For a health care system that is overpriced and underperforming, it seems that reform should be based on improving our allocation of higher quality essential health care services. By any measure, that requires a top down, comprehensive approach for which governments are best suited. Yet much of the effort comes from the bottom up in the medical-industrial community, with the support and encouragement of business academics such as these authors.
A quick read of the endorsement by Professors Govindarajan and Ramamurti of Rushika Fernandopulle’s creation of Iora seems like just anther description of the successes of venture capital and the individuals driving the innovations. But for those who want to see the changes in our health care system that we desperately need, especially in the financing, Fernandopulle’s model is particularly disconcerting.
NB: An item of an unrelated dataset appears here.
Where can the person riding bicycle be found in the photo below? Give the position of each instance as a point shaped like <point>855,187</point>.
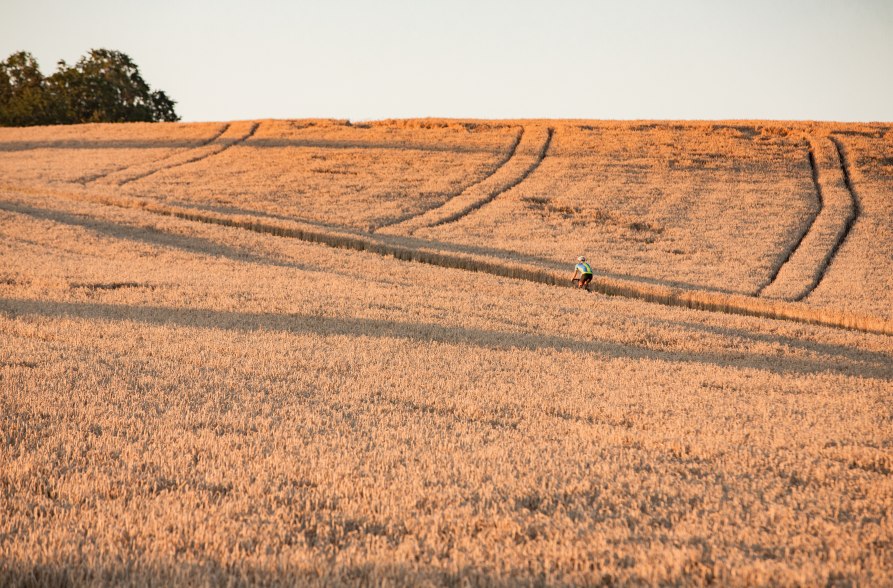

In perhaps overly simplified terms, let’s look at what he has done. He begins with venture capital – a financing method designed solely to create monetary rewards – a terrible start when applied to health care since the goal should be to maintain and improve health which requires spending money, not generating more. He then structures his health care model based on primary care, but not the usual team of physicians, nurses and other health care professionals, but rather on an army of health coaches – individuals with no health care qualifications but rather who receive only on-the-job training. These health coaches are intended to replace a significant portion of the functioning of fully trained health care professionals, especially doctors and nurses (ratio of four health coaches to one physician), though much of the work they do is song and dance (taking diabetics grocery shopping, and leading Zumba classes?). For those patients who have more serious problems, often requiring the services of specialists, they have managed to keep the majority of them away from the specialists. They make a big point that a major element of their success is capitation which is why they provide specialized services within the primary care environment. Referring patients out requires paying for those services whereas retaining them within the practice allows them to keep more of their capitation payments (success defined by net profit).
Most of the health care professionals with whom I have been associated would find problems with this. There is something sacred about the science and art of health care as it is applied to the patient. The model described here places business success above all else, and any quasi-semblance of sanctity must fall under other unfamiliar gods that do not frequent the halls of health care justice.
We know what health policies would work to improve the welfare of the American patient. So what is this diversion from health policy science into what some might describe as ethics? Well, that’s precisely it. The business community thrives on matters of money and profits, but the health professions thrive on the well being of the individual.
The authors of this article in Harvard Business Review have simplified this as the advantages of bottom up versus top down management, but if that is what this really is all about, then we need to unify the nation for the top down approach that would bring health care justice to all.